B-TRAVEN a eu une vie bien remplie et
totalement déconcertante. À l’écart des médias, changeant régulièrement de
pseudonyme, cet allemand d’origine ira se réfugier clandestinement et très tôt
dans la région du Chiapas au Mexique. Sa vie est un roman à elle seule (et il
reste de nombreuses zones d’ombre car B-TRAVEN est l’un des écrivains les
plus énigmatiques, les plus mystérieux que la terre ait enfanté) bien que des
romans, il en écrira quelques uns. D’ailleurs, il faut bien l’admettre, derrière
l’homme engagé, libre, fuyant, recherchant l’anonymat voire la clandestinité,
le calme, vivre son anarchisme comme il l’entend, il y a un écrivain moyen.
B-TRAVEN ne possède pas une belle
écriture, ce n’est pas non plus un conteur hors pair, ses romans souffrent de
longueurs, de lourdeurs, de phrases boiteuses, d’hésitations. Il peut s’avérer ardu
de lire un roman de B-TRAVEN tellement le style est tout sauf limpide,
l’exception venant peut-être de ce « Trésor de la Sierra Madre »
(adapté peu après en film), pamphlet contre le matérialisme et le profit.
Souvent B-TRAVEN commence bien ses romans puis se perd en détails, piétine dans
la jungle aux côtés de ses personnages, a du mal à développer ses idées
pourtant précieuses.
Aujourd’hui il semble y avoir un regain
d’intérêts pour cet auteur. En 2007 déjà était parue cette BD de GOLO « B-Traven :
portrait d’un anonyme célèbre ». En tout début d’année 2018 sont parus la
pièce de théâtre « B-Traven » de Frédéric SONNTAG (Editions
Théâtrales) et cette biographie rééditée de Rolf RECKNAGEL « B-Traven romancier et
révolutionnaire » chez Libertalia. À propos de ces éditions, si elles
préparent un petit volume à paraître qui s’intitulera « Macario »,
elles ont déjà fait paraître un autre petit bouquin début 2018 (décidément), et
c’est précisément l’objet de cette chronique (nous y voilà).
« Le gros capitaliste », tout
petit recueil de moins de 40 pages, se divise en quatre parties. La nouvelle
« Le gros capitaliste » se lit comme un conte ou une fable et met en
scène un artisan mexicain confronté à une demande de gros contrat sur les
paniers qu’il fabrique, franche réussite anti-libérale, bien vue !

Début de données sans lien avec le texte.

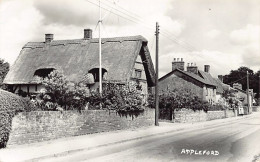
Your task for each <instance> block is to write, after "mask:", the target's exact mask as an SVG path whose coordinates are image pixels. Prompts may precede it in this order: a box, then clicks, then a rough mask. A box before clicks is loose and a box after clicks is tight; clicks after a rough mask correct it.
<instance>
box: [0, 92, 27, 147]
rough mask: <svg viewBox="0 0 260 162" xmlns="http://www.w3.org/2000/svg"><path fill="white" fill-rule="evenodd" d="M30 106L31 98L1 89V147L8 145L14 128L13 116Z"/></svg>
mask: <svg viewBox="0 0 260 162" xmlns="http://www.w3.org/2000/svg"><path fill="white" fill-rule="evenodd" d="M28 107H30V102H29V100H26V99H24V98H22V97H20V96H17V95H15V94H13V93H10V92H7V91H4V90H2V89H0V149H1V148H4V147H6V144H7V141H8V139H9V134H10V131H11V128H12V118H13V117H14V116H15V114H17V113H18V112H21V111H24V110H26V109H28Z"/></svg>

« Administration indienne et démocratie directe », là aussi sous
forme de conte, évoque le comportement à tenir pour un homme du peuple élu dans
une démocratie directe par des concitoyens qu’il ne devra pas mépriser tout en
se rappelant qu’il peut être révoqué à tout moment. Puis vient dans un style
journalistique un court texte dont le titre résume parfaitement le
contenu : « L’art des indiens ». La « lettre à Solidaridad
Internacional Antifascista » est la réponse que B-TRAVEN adressa aux
combattants républicains espagnols après qu’ils lui aient demandé de venir se
frotter au fascisme franquiste à leurs côtés en 1938, sa réponse est plutôt
originale et ne manque pas de sel. S’ensuivent quelques citations et une
postface succincte en guise de biographie expresse.
Ce recueil est franchement excellent,
varié, permettant de découvrir diverses facettes de l’auteur, son désir de
liberté, de simplicité, loin des foules et des lieux où s’écrit l’Histoire.
B-TRAVEN est resté sa vie en marge, acquérant une liberté à peu près totale. Apatride
revendiqué, avide de contrôler son destin, fier de n’avoir pas un sou de côté
malgré le succès de ses livres. Des livres dont, comme je l’ai plus ou moins
écrit plus haut, il n’est pas nécessaire d’avoir tout lu, mais si vous voulez
vous faire une idée pas trop déformée de ce que fut B-TRAVEN (mort en 1969),
son parcours, ses convictions, ce petit recueil me semble idéal et vous coûtera
une bouchée de pain, alors ce serait dommage de passer à côté. C’est sorti aux
Éditions Libertalia dont le catalogue est franchement alléchant.